R> retList <- function() return(list(1,2,3,4)); names(retList())


R> x <- list(1,2,3,4)
R> x[1]
[1] 1
R> x[[1]]
[1] 1






Atomic vector ... I called that "sequence" for myself, no direction, just sequence of same types. [ subsets. Vector ... the sequence with one direction from 2D, [ subsets. Matrix ... bunch of vectors with the same length forming rows or columns, [ subsets by rows and columns, or by sequence. Arrays ... layered matrices forming 3D Dataframe ... a 2D table like in excel, where I can sort, add or remove rows or columns or make arit. operations with them, only after some time I truly recognized that data frame is a clever implementation of list where I can subset using [ by rows and columns, but even using [[. List ... to help myself I thought about the list as of tree structure where [i] selects and returns whole branches and [[i]] returns item from the branch. And because it is tree like structure, you can even use an index sequence to address every single leaf on a very complex list using its [[index_vector]]. Lists can be simple or very complex and can mix together various types of objects into one.

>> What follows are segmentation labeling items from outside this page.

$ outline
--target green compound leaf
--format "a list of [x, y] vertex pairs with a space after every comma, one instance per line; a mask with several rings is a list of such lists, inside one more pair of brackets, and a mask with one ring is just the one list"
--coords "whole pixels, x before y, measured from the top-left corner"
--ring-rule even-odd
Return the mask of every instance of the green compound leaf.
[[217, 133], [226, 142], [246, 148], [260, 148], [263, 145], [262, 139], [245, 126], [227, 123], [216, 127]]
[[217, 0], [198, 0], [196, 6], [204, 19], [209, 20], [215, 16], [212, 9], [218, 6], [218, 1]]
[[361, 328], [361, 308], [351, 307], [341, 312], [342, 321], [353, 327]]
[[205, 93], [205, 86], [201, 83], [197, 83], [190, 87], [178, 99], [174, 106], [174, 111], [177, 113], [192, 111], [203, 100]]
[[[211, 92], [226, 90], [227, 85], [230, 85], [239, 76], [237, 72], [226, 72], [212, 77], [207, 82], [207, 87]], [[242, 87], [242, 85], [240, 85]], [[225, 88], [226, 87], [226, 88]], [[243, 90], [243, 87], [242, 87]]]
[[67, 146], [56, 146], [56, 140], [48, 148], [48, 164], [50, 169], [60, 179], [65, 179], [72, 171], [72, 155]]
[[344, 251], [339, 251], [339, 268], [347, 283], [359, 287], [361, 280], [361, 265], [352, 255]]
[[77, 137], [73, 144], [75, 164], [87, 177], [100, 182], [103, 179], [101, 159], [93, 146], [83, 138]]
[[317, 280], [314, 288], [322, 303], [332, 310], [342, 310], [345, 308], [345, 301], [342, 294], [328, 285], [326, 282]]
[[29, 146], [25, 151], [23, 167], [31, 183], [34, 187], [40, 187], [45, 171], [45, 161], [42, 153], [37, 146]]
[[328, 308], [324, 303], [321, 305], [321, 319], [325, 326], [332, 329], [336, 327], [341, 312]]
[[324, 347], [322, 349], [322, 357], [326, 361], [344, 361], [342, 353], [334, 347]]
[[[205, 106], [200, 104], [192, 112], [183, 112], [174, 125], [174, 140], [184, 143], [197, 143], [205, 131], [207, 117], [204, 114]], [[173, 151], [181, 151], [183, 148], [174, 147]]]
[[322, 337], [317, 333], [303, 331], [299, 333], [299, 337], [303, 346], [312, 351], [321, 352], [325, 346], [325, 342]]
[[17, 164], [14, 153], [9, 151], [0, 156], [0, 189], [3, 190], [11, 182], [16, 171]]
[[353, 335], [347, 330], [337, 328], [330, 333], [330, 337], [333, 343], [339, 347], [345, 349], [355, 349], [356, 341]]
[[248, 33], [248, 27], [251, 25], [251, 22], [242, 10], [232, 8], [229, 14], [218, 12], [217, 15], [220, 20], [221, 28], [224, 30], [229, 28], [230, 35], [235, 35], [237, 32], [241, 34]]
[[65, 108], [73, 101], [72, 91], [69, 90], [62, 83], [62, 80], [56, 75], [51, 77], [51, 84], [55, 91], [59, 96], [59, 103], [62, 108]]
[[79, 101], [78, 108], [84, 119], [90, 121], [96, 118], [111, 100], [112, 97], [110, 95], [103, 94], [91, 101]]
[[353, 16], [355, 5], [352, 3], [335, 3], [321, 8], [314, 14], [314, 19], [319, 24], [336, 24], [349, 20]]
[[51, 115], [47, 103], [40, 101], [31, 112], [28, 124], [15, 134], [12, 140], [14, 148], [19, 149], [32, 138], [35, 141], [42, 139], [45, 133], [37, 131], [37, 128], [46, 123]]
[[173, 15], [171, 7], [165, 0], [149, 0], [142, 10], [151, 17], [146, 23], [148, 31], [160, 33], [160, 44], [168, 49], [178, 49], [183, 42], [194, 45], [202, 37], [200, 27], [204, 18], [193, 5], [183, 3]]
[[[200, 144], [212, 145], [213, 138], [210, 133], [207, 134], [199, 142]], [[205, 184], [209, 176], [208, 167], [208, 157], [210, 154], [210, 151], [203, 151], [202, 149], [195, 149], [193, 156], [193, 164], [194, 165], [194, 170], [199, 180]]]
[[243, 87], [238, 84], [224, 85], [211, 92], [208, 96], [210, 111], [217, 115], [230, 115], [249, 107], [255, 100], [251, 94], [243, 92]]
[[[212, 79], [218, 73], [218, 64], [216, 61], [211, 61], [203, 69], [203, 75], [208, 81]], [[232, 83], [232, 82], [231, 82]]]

l <- list("aaa",5,list(1:3),LETTERS[1:4],matrix(1:9,3,3))
l[[c(5,4)]] # selects 4 from matrix using [[index_vector]] in list
l[[5]][4] # selects 4 from matrix using sequential index in matrix
l[[5]][1,2] # selects 4 from matrix using row and column in matrix


x = list(1, 2, 3, 4)
x2 = list(1:4)

不一样,因为1:4等于c(1,2,3,4) 如果你想让它们相同,那么:

x = list(c(1,2,3,4))
x2 = list(1:4)


Vectors are the atoms of R. Eg, rpois(1e4,5) (5 random numbers), numeric(55) (length-55 zero vector over doubles), and character(12) (12 empty strings), are all "basic". Either lists or vectors can have names. > n = numeric(10) > n [1] 0 0 0 0 0 0 0 0 0 0 > names(n) NULL > names(n) = LETTERS[1:10] > n A B C D E F G H I J 0 0 0 0 0 0 0 0 0 0 Vectors require everything to be the same data type. Watch this: > i = integer(5) > v = c(n,i) > v A B C D E F G H I J 0 0 0 0 0 0 0 0 0 0 0 0 0 0 0 > class(v) [1] "numeric" > i = complex(5) > v = c(n,i) > class(v) [1] "complex" > v A B C D E F G H I J 0+0i 0+0i 0+0i 0+0i 0+0i 0+0i 0+0i 0+0i 0+0i 0+0i 0+0i 0+0i 0+0i 0+0i 0+0i Lists can contain varying data types, as seen in other answers and the OP's question itself.

我见过一些语言(ruby, javascript),其中的“数组”可能包含变量数据类型,但例如在c++中,“数组”必须是相同的数据类型。我相信这是一个速度/效率的问题:如果你有一个数字(1e6),你可以先验地知道它的大小和每个元素的位置;如果某个未知片段中可能包含“紫飞食人”,那么你就必须真正分析这些内容来了解它的基本事实。